De la même façon, le parcours le plus rapide entre l'Europe et l'Afrique
méridionale ne consistait pas à suivre les côtes africaines, où les vents et les
courants se meuvent en sens contraire, mais à traverser l'Atlantique vers le Brésil et
à descendre le long des côtes argentines, jusqu'à rencontrer le courant
Circumpolaire antarctique, qui décrit un grand anneau autour du continent
antarctique et qui promet un passage rapide (parfois même trop) vers le Cap de
Bonne-Espérance.
LES ORIGINES DE L'OCÉANOGRAPHIE MODERNE
Pendant de nombreux siècles, les informations recueillies dans les portulans
représentèrent l'ensemble des connaissances disponibles dans ce que l'on appelle
actuellement océanographie.
Mais on peut faire remonter l’origine de la science
océanographique aux trois grands voyages du capitaine James Cook, accomplis
dans le Pacifique entre 1768 et 1779.
Lors de ces voyages, les navires de Cook
avaient à bord des chronomètres qui permettaient de calculer avec une grande
précision la longitude et donc la position des navires.
La connaissance de la
position géographique exacte, en outre, permettait l'estimation de l'effet de dérive
des courants.
La publication du compte rendu du voyage de Cook dans les années
suivantes contribua fortement à élargir l'horizon culturel européen et à diffuser la
connaissance des dimensions réelles des océans.

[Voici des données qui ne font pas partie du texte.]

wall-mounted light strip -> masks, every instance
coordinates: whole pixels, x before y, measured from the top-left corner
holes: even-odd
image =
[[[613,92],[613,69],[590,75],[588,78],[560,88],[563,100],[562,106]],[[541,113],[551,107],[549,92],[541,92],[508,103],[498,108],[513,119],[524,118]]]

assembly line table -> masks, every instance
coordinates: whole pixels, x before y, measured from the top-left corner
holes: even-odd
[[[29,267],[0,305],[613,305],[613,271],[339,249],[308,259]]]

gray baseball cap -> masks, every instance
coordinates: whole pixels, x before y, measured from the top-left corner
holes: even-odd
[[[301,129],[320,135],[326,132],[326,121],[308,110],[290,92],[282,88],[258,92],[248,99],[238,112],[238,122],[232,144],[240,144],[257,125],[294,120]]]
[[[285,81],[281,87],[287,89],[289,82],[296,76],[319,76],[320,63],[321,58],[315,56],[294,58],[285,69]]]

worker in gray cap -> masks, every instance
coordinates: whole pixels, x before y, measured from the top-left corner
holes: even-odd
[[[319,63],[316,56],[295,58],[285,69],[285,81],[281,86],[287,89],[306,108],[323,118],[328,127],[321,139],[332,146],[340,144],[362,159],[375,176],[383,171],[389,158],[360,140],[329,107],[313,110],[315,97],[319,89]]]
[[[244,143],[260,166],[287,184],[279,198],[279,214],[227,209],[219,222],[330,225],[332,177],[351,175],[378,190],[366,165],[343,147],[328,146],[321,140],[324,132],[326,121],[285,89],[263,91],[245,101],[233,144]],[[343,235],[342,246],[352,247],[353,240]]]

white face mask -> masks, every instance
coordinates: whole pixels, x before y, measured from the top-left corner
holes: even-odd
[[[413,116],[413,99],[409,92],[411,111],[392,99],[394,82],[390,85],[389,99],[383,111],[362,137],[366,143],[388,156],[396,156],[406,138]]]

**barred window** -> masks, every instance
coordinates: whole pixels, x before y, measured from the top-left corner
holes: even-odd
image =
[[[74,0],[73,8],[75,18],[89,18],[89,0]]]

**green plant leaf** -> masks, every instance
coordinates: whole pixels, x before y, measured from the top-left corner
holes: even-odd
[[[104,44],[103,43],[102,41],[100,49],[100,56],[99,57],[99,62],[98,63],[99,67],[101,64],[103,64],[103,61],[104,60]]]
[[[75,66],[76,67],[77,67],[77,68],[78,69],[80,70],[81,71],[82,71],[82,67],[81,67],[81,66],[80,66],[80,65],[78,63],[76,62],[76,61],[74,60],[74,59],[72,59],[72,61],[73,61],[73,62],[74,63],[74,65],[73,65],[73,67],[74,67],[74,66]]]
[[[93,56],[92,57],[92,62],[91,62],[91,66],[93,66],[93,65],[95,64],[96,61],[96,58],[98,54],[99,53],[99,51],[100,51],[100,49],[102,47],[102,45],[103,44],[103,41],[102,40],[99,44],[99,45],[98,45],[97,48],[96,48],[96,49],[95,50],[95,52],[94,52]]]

Au cours des années suivantes,
les principales nations européennes de l'époque organisèrent des voyages
d'exploration des océans.
Napoléon I er envoya deux navires, Le Géographe et Le
Naturaliste , qui s'unirent aux nombreuses expéditions russes, danoises et
britanniques.
Les savants embarqués n'étaient souvent que des médecins et par.